Just as Ethereum users are advised to obtain weak-subjectivity checkpoints from multiple independent sources, SSV node operators should cross-verify the snapshot artifact itself:

  • If snapshots are available from multiple parties (say, an “official” SSV Labs snapshot, and one from a community-run indexer, and perhaps one from a friend who runs a node), the operator should compare them.
  • At minimum, compare the snapshot’s declared blockNumber and blockHash. If one source claims the snapshot is at block 12,345,678 with hash 0xABC and another source claims a snapshot at the same height has a different hash, something is wrong.
  • Better, compare a hash of the snapshot’s contents (if provided, e.g. a SHA256 or a Merkle root of the state). If the official source and community source both publish a hash for “snapshot at block 12,345,678”, those should match exactly.
  • Only if independent sources agree should the snapshot be considered for import. If there’s a discrepancy, the operator should hold off (just as one would if two explorers gave conflicting checkpoint hashes).

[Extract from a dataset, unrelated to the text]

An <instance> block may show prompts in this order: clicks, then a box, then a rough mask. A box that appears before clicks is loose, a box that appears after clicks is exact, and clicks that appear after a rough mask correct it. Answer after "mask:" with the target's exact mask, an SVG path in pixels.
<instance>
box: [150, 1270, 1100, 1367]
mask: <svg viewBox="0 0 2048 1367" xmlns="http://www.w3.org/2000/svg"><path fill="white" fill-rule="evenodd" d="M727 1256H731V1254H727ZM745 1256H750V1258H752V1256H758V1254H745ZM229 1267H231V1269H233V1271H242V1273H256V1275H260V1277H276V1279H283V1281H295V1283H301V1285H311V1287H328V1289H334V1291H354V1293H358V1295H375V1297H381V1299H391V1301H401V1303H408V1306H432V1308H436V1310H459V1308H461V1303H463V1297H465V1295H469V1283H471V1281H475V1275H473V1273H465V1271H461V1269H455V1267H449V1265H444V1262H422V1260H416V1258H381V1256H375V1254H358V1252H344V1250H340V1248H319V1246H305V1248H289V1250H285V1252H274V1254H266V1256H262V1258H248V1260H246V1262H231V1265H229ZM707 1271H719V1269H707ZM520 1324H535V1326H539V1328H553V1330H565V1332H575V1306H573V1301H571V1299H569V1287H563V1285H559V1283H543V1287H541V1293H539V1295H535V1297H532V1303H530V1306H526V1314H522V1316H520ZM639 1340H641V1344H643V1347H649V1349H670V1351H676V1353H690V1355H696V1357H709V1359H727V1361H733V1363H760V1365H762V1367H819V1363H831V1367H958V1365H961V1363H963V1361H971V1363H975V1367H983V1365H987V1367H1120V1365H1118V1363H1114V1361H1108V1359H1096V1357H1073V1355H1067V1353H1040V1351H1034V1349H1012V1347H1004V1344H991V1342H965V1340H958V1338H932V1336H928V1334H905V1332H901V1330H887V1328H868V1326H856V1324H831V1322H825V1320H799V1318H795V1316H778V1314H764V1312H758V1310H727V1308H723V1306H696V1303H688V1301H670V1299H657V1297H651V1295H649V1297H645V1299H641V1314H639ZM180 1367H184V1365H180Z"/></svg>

This cross-check is performed by the human/operator or by off-chain scripts, prior to the SSV client actually importing the file. It guards against trusting a single compromised source for the snapshot.

5.4 Catching Up from B to Head

After the snapshot is verified, the SSV node will:

  • Initialize its local database with the snapshot state (operators, clusters, validators, etc. as of block B).
  • Set its internal pointer to “last processed block = B”.
  • From there, resume normal operation: subscribe to new SSVNetwork contract events or query logs from B+1 onward, and process any changes that occurred after B.

Since B was recent (within weeks), fetching logs from B+1 to the current head is manageable and should be fully supported by even pruned nodes (they typically retain at least a year of history of logs, or the node was running and received those events in real-time).

At this point, the node is effectively synced. It saved potentially millions of RPC calls and a lot of time, at the cost of trusting an off-chain snapshot that was thoroughly verified.

6. Request for Feedback

We’d like feedback on this approach before proceeding to a formal implementation:

  • Realism of Modes A/B/C: Do these categories reflect how you as an operator run SSV nodes (or plan to)? Are there other scenarios we should consider?
  • Security trade-offs: Do you agree that, in scenarios where an operator doesn’t have a full history locally, using a snapshot within the CL’s weak subjectivity window is a reasonable trade-off? Why or why not?
  • Verification sufficiency: Given the current SSV contracts (where clusters can’t be listed on-chain), is the outlined verification (on-chain calls for global/operator data and logical checks for cluster data, plus multi-source snapshot cross-checks) sufficient for confidence? Are there additional checks or balances you’d like to see?
  • Future improvements: Would contract-level changes (in future versions of SSVNetwork) that allow direct on-chain retrieval or proof of all clusters be worth pursuing to make this even more trustless? Or is the off-chain snapshot + verification model acceptable?

If the consensus is positive, the next step would be to draft a concrete SIP (SSV Improvement Proposal) or spec outlining the snapshot file format, the import procedure, and the exact verification steps, and then implement this in both Anchor and go-ssv clients.